The flowers are in groups of seven on a stem of length 5–20 mm with four angles. Each flower is on a terete stem (pedicel) of length 2–5 mm. The buds are cylindrical or conical, and 10–15 mm long and 4–6 mm in diameter, and have a scar.

The fruit is hemispherical or conical, and 7–9 mm long and 8–9 mm in diameter with a raised disc and exserted valves.

==Taxonomy and naming==
Bancroft's red gum was first formally described in 1904 by Joseph Maiden who gave it the name Eucalyptus tereticornis var. bancroftii and published the description in his book The Forest Flora of New South Wales.
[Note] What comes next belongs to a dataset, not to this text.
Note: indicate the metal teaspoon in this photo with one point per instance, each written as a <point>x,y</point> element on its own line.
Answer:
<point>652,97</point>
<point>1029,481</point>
In 1917, Maiden raised the variety to species status as E. bancroftii, publishing the change in A Critical Revision of the Genus Eucalyptus. Maiden noted that he collected the type specimen "from Honeysuckle Flat, about 9 miles south of Port Macquarie, N.S.W., on serpentine country bearing stunted vegetation" in July, 1895. The specific epithet (bancroftii) honours "Dr. Thomas Lane Bancroft" for his assistance to Maiden.

==Distribution and habitat==
Eucalyptus bancroftii occurs from Maitland and Port Macquarie in New South Wales north to the Tin Can Bay - Boonooroo area in Queensland. It is mainly found in coastal areas but extends to the adjacent tablelands and grows in open forest and woodland, sometimes in low swampy sites but also on rock outcrops on the tablelands.